Ten dzień upłynął nam na zaznajamianiu się ze statkiem, wszelkimi jego udogodnieniami oraz różnymi możliwościami kulinarnymi, które zdawały się nie kończyć od świtu do późnej nocy. Rano po śniadaniu rozłożyliśmy się na 7 pokładzie obok jacuzzi.
Po wymoczeniu się w nim, poszliśmy na spotkanie dotyczące wycieczek oferowanych przez Thompsona. Spotkanie niewiele wniosło do naszego dotychczasowego planu podróży. Następnie poszłam pływać a po obiedzie trochę poleżeliśmy w pokoju i poopalaliśmy się na leżakach. Czas upłynął leniwie.

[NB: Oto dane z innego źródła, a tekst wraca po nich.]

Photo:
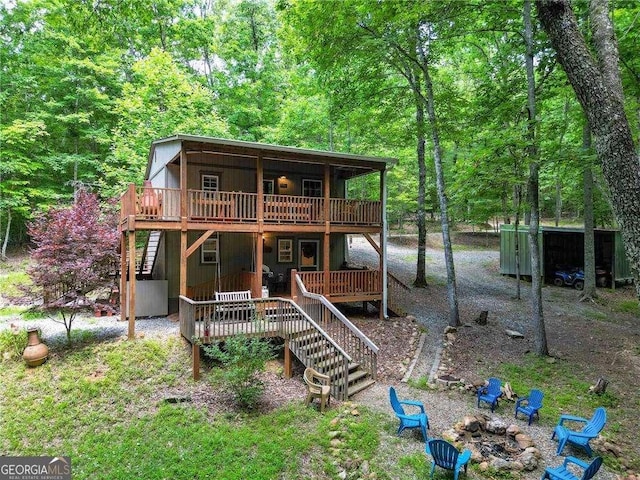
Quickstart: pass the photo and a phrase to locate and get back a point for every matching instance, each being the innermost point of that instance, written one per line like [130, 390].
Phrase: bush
[242, 358]
[13, 342]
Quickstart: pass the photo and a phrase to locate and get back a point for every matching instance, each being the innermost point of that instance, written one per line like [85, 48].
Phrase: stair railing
[345, 333]
[201, 321]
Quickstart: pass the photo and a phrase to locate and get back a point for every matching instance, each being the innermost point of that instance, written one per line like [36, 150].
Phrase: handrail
[339, 315]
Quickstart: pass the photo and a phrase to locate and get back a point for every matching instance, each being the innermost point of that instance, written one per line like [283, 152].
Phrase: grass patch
[564, 389]
[100, 403]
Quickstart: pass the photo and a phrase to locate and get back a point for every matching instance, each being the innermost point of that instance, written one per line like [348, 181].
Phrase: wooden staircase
[314, 350]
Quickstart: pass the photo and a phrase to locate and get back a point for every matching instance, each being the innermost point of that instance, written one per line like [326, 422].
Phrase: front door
[308, 255]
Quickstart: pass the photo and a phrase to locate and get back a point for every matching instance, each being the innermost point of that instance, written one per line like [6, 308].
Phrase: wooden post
[288, 363]
[195, 357]
[123, 276]
[132, 285]
[326, 251]
[294, 285]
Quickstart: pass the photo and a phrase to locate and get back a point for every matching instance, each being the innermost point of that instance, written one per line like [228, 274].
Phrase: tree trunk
[421, 277]
[454, 316]
[589, 291]
[599, 91]
[537, 315]
[3, 255]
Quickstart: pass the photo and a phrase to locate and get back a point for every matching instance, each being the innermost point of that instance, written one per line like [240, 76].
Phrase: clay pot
[36, 352]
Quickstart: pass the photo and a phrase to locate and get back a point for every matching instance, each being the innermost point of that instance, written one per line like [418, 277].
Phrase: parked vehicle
[573, 277]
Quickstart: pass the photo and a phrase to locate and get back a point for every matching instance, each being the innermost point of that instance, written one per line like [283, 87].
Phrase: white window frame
[210, 251]
[205, 182]
[285, 250]
[268, 190]
[308, 188]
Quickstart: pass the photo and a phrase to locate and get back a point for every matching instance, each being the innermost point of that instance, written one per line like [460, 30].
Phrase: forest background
[86, 86]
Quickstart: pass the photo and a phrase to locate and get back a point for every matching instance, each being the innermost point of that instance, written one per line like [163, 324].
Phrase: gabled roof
[275, 152]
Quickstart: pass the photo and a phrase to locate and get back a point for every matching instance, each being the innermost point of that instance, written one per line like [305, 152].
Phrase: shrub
[242, 358]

Doszliśmy też do wniosku, że taki dzień na morzu, bez schodzenia jest bardzo potrzebny po długiej podróży i przestawieniu czasu. Wieczorem była uroczysta kolacja z kapitanem. Wszyscy panowie byli w garniturach lub smokingach a panie eleganckich sukienkach. Nawet nie spodziewaliśmy się, że tak wszyscy dopiszą ze strojami.
Kolacja podawana była do stolika w restauracji Meridien. Menu było bogate w wybór – od homara, przez kaczkę, wołowinę aż po ptysie i crumble. Mieliśmy też zabawny moment, kiedy kelner otwierając homara wywalił go na podłogę. Dodatkowo moja mama pół minuty wcześniej oznajmiła, że zaraz kelner upuści tego homara na ziemię. Kiedy się to więc zdarzyło, wszyscy się śmialiśmy razem z kelnerem.